A Firenze, alcune centinaia di persone hanno partecipato al sit-in stradale davanti alla sede del Coordinamento di Italia Viva: "La misura è colma oltre ogni limite – ha detto il presidente dell’associazione promotrice Love my way Marco Filippini – Gli applausi che hanno seguito l’affossamento del Ddl Zan hanno declassato il Senato a un salottino degno di un talk show di infimo livello. Siamo indignati e indignate dal trattamento che i rappresentanti politici di questo Paese hanno riservato ai diritti delle persone Lgbqtiqi".
Anche L'Aquila, città che quest'anno ha ospitato la seconda edizione dell’Abruzzo Pride, è scesa in piazza stamane, alla Villa Comunale.
Alla chiamata del circolo Arcigay “Massimo Consoli” hanno risposto Arci Querencia, Abruzzo Pride, Comitato 3e32, Cgil L'Aquila, Donne TerreMutate, Associazione Donatella Tellini, Centro Antiviolenza e Biblioteca delle Donne, ANPI L’Aquila, Fuori Genere, Marsica LGBT, Presenza Femminista, Bottega Futuro, Partito Democratico, Sinistra Italiana, Articolo Uno, Conferenza Donne Democratiche, Giovani Democratici, Aquilasmus ESN L'Aquila, Possibile Abruzzo, Potere al Popolo, Terra Madre, Rete 8 marzo e Slow Food L’Aquila.
"Oggi iniziamo un nuovo percorso" ha sottolineato Quirino Crosta, portavoce della manifestazione e segretario del circolo Arcigay; "metteremo mano ad una raccolta firme per una legge di iniziativa popolare e non ci fermeremo ad una legge contro i crimini d’odio ma chiederemo il riconoscimento del matrimonio egualitario e delle adozioni".

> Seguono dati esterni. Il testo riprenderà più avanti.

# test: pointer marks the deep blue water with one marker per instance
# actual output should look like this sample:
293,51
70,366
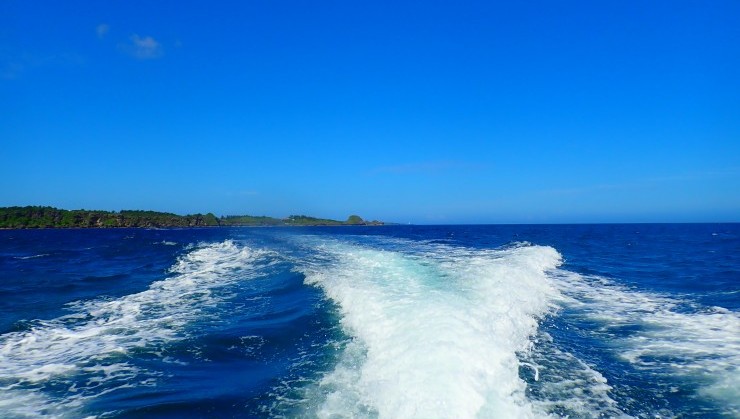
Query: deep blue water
638,320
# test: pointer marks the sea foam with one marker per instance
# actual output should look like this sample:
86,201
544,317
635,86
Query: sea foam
435,332
84,354
668,336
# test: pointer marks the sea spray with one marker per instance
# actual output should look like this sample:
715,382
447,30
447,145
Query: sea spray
57,365
435,333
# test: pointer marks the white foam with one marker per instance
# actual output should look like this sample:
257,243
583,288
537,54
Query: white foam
95,339
668,335
436,333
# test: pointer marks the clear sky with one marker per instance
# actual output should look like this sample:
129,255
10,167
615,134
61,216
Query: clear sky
422,112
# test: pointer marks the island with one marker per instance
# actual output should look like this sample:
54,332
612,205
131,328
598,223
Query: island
50,217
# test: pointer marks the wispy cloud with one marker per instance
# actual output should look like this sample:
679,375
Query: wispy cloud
426,167
143,47
102,30
646,182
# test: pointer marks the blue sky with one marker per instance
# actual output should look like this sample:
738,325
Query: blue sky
422,112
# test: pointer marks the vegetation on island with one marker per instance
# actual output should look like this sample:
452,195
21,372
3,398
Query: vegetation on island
50,217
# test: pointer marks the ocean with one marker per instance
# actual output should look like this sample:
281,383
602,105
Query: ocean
494,321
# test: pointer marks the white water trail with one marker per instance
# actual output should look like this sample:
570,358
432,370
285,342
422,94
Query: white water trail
95,341
670,337
435,334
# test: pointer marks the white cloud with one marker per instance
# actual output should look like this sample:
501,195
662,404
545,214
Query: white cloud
143,47
102,30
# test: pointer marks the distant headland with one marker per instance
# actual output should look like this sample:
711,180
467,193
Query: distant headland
50,217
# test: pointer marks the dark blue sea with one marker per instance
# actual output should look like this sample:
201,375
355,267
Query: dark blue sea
509,321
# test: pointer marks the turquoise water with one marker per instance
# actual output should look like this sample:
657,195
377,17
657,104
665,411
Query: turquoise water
396,321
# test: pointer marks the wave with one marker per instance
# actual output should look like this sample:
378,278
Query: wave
435,332
668,337
54,368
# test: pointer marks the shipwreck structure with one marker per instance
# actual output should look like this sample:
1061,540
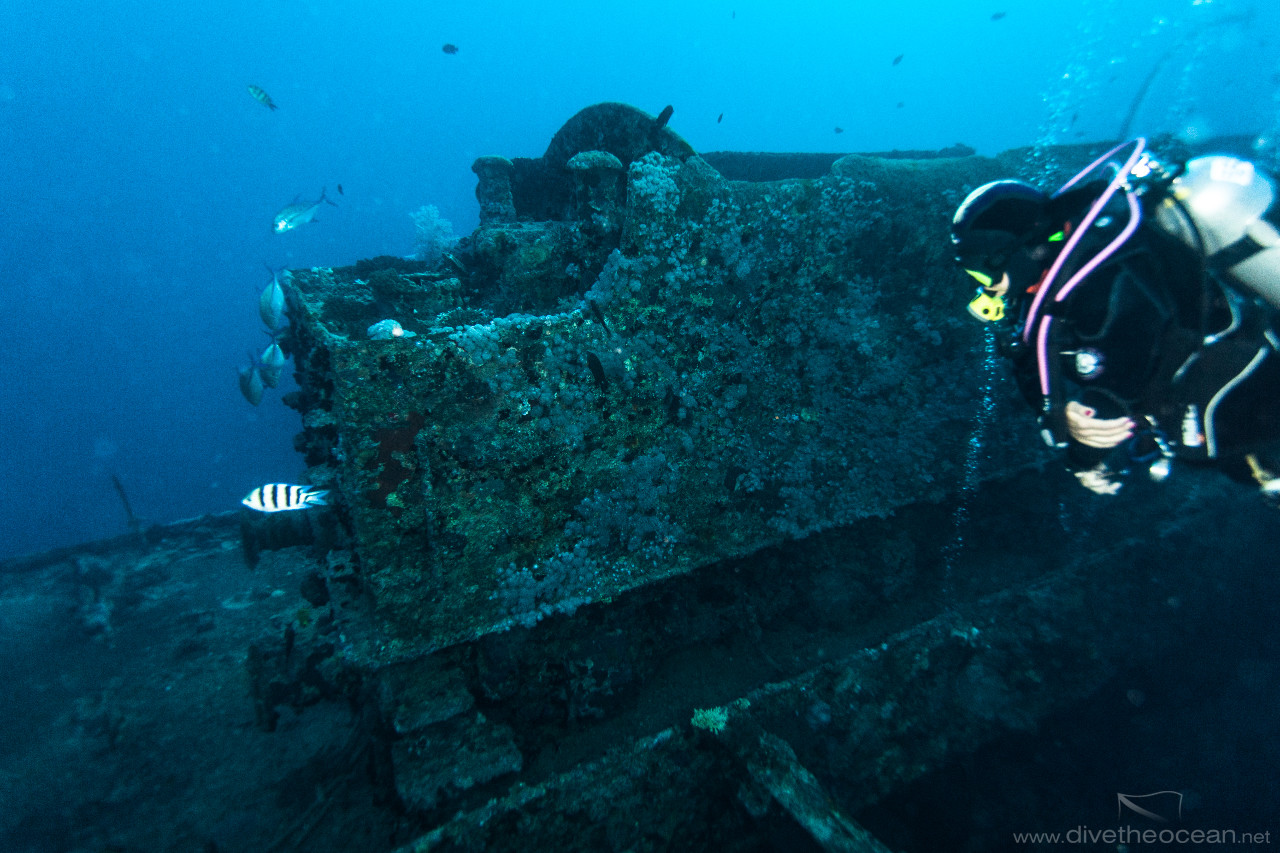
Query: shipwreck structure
684,507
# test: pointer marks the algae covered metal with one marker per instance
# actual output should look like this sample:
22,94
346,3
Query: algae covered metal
632,368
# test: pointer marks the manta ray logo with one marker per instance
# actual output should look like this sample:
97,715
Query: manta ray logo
1161,806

La piazza di oggi - ha aggiunto Crosta - "ci parla con parole chiave definitive. Antifascismo, innanzitutto: pratichiamo quotidiani gesti di democrazia affinché dalla base diventi verità di tutti che quanto andato in onda in senato qualche giorno fa è fascismo, vergognoso cinismo e prevaricazione dei diritti. Oggi disertiamo il patriarcato, lo diciamo prima di tutto agli uomini, a noi uomini perché siamo noi i responsabili delle violenze di genere e contro la violenza sulle donne".
Prendiamoci cura del diritto, l'appello, "come spazio e strumento di garanzia e non come occasione di rivalsa, prevaricazione e occupazione; contaminiamoci: nel riprenderci lo spazio politico che ci spetta, manifestiamo le nostre identità politiche insieme e manifestiamo l’alleanza dei nostri corpi, scendendo in piazza per rivendicare i diritti come urgenza di tutti e tutte, manifestiamo contro l’invisibilizzazione delle nostre vite e dei nostri corpi. Noi non siamo diversi, perché non divergiamo da nessuna ridicola norma eterodiretta, ma siamo differenti perché portiamo valore con le nostre vite e le nostre posizioni".
Siamo qui oggi - ha concluso Crosta - "per ribadire che i diritti vanno tutti insieme: non esiste più il concetto di categorie novecentesche per cui un diritto è più importante di un altro, non ha più alcun senso parlare di priorità: nessuno viene lasciato indietro".